The last Monk tune is “Round Midnight”, typically played as a ballad with a dramatic, cadenza-like opening section. Smith plays it quite faithfully on his open horn, and the melody’s sheer beauty and originality shine through. You get to listen to it, just one chorus, for almost four minutes, though. The variations here are wonderful, however, keeping the melody close at hand for reference, but with coolly original portions throughout, cracked phrases, blue tones, shuffles down a blues scale. It is the best thing here.
Smith adds four original compositions, each sounding like a pure improvisation. They are more daring, without a doubt, as when “Monk and His Five-Point Rink at the Five Spot Cafe” alternates shouts and shaking figures at the start. Smith is clearly trying to solve the dilemma of how to make a purely improvised piece by a solo horn seem like a unified “composition” rather than an aimless stroll. On “Five Spot”, the unifying motif seems to be that shaking figure, two notes toggled between gruffly. It becomes a bit of a trill around 5:20, giving way to a heraldic figure, then some partial scales. It’s there at the last minute as well. This is the best of those pieces for me.
Two of the improvisations are titled “Adagio” with a subtitle, and they are (of course) slower and, for my ears, less unified by motif or method. The first, “Monkishness – A Cinematic Vision of Monk Playing Solo Piano”, ends with a gorgeous demonstration of trumpet tone.
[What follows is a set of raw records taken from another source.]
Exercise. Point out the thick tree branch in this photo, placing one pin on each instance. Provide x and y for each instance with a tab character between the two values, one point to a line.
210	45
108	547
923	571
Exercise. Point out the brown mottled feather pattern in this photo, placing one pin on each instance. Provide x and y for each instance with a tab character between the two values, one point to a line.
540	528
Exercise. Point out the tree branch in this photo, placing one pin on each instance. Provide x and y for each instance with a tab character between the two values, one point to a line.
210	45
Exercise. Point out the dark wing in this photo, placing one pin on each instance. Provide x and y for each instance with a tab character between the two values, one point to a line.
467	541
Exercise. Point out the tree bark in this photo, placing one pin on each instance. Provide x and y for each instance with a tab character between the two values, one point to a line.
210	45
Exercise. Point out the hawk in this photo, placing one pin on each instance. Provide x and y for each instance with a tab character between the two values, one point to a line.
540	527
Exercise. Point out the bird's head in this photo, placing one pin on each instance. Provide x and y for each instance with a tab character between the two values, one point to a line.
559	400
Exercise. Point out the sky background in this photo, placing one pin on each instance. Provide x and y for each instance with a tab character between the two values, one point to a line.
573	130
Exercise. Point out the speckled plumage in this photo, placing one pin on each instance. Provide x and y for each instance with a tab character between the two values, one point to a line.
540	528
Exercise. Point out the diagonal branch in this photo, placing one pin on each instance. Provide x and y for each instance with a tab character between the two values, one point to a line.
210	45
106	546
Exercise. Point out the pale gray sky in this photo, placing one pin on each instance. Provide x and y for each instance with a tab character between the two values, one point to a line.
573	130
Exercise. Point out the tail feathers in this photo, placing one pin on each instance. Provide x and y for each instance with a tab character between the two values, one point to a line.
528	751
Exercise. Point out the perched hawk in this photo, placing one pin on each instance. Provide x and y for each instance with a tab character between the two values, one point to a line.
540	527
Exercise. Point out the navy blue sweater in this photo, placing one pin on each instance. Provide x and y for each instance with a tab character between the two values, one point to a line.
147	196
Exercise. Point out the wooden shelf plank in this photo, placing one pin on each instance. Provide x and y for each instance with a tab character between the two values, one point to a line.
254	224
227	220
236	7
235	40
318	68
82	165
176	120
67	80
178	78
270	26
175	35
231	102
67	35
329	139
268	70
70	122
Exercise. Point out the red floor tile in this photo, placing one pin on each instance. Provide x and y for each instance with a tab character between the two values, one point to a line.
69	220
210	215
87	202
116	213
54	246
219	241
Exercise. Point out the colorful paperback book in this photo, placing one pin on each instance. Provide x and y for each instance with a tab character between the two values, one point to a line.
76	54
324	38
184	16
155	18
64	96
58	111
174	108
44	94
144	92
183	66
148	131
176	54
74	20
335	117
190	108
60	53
But it says
nothing to me about Monk’s solo playing. “Monk, the Composer, in Sepia – A Second Vision” finds Smith playing gorgeously-toned Harmon mute, but again the performance is true to being “adagio” (that is: SLOW) and does little to evoke its putative subject, at least for me.
“Monk and Bud Powell at Shea Stadium – A Mystery” promises more fun? Recreation? Sport? Humor? In spots, it delivers, with Smith creating stabs and swirls. I can imagine, perhaps, a hot dog wrapper caught in the wind off the outfield while the old New York Mets of the 1960s bobble an otherwise easy catch. But, at the end of almost an hour of nothing but trumpet, most of it exceedingly slow and lugubrious, the playfulness here is easy to miss.
Wadada Leo Smith, of course, is not trying to entertain me or get me to tap my toes. I certainly know that. This is a piece of serious art, and it is an attempt to very deliberately look at the melodies and moods of a master. I will listen to this “Round Midnight” again—maybe even again and again—but diving back into the rest of the program is unlikely. The water is so still and even, and the interest it holds for me seems not just limited but limited in how it adds anything to my sense of Thelonious Monk or his art.
It should be noted that Wadada Leo Smith releases another recording with this one,
Nawja, a full electric band record with four guitarists, drums, and percussion, densely funky electric bass. It is danceable, funky, rich. Reflection and Meditations on Monk is not an indictment of the brilliant Smith, merely confirmation that even a long and brilliant career has its lows.